INsight/ More Than Words
/Seoul, 11 January 2017 — To achieve the results we want in 2017, and move a step closer to our life goals, we need to get better at working with other people. As leaders, we communicate to influence people and learn from them. How do we make sure that our communication skills keep improving? In that quest, I met Floor de Ruiter.
Today, in his farewell speech, President Obama spoke about the need to engage with people who hold different views than we do, people outside our bubble. People with different perspectives on life. That has never been more urgent in our world, and fortunately there are tools to help us.
Let's go back thirty years in time. In 1986, Professor Clare W. Graves passed away before publishing his epistemological theory of human psychology on which he had conducted research over several decades.
A colleague of Abraham Maslow, Graves sought to to understand how human nature can achieve psychological maturity, he discovered eight systems that people use to cope with their life conditions as they grow to their full potential.
To learn more about this theory and its application, however, the world had to wait another ten years until 1996, when it was published by Don Beck and Chris Cowan in their book Spiral Dynamics: Mastering Values, Leadership and Change.
One of the powerful applications of the theory is in bridging the communication perspectives of people using the different value systems (views of life) that Graves had identified. Each of these systems has its own style of communication.
Through the work of Beck and Cowan, Graves’ theory was used in nation building and conflict resolution efforts in South Africa, Palestine, and has been shared with organizations in Europe, the Middle East, Scandinavia, North America, Asia and elsewhere.

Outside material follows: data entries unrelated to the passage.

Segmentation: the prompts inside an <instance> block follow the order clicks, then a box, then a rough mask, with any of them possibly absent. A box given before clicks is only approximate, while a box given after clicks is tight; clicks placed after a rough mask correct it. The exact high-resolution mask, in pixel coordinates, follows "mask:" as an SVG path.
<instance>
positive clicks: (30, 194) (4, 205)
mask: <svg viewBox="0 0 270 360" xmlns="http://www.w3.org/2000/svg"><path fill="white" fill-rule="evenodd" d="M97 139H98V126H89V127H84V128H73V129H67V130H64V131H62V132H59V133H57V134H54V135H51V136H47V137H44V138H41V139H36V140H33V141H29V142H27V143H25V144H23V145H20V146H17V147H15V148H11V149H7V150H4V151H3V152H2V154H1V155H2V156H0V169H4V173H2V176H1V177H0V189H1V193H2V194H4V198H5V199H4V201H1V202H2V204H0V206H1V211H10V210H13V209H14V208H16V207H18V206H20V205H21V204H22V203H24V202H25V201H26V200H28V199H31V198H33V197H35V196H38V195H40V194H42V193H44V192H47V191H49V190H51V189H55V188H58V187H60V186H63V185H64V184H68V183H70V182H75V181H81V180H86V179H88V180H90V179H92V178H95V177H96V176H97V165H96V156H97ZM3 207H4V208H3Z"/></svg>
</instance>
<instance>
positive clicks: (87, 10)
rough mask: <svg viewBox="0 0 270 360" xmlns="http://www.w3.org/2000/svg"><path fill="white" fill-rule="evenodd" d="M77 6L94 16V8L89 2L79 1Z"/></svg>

In 2016, I studied with Floor de Ruiter and his partner Eveline de Wal of Flying Elephants in the Netherlands to learn how to apply Graves’ theory in my leadership coaching and training for individuals and businesses. My work has not been the same since.
Helping clients to develop more insight into their preferred communication perspectives, and to connect effectively with people who use different perspectives, has proved to be an effective way for them to rapidly expand their self-awareness and improve their communications, individually and in teams.
Throughout my learning process, Floor has been a generous and patient mentor, as we discovered our shared passion for this work. Now I am waiting for the day when his book ValueFraming is translated from Dutch into English, so that I can share his work with a wider audience in Asia and beyond.
To underscore the importance of improving communication, I recalled my experience in organizing the CEO Roundtable at the 2nd Asia-Pacific Water Summit in Chiang Mai in 2013. To my surprise, it took the attending CEOs only 20 minutes to determine the main challenge for businesses and governments to work together effectively in projects to increase water security. Not technology, not finance, but communication.
When partners, organizations, and groups in society have different values and views of life, they will express themselves in a different language, and misunderstandings and miscommunications easily happen. To bridge these gaps, we need more than words. We need to communicate effectively with awareness of ourselves and our audience.
After Nelson Mandela became president of South Africa, he studied Graves' theory and its application, assisted by Don Beck, and he became a master of communication to bridge gaps in South African society and build a new nation.
He then famously remarked that if you talk to a man in his language (the language of his view of life), that will go to his heart. To bridge the communication gap that keeps us apart from others, we need more than words.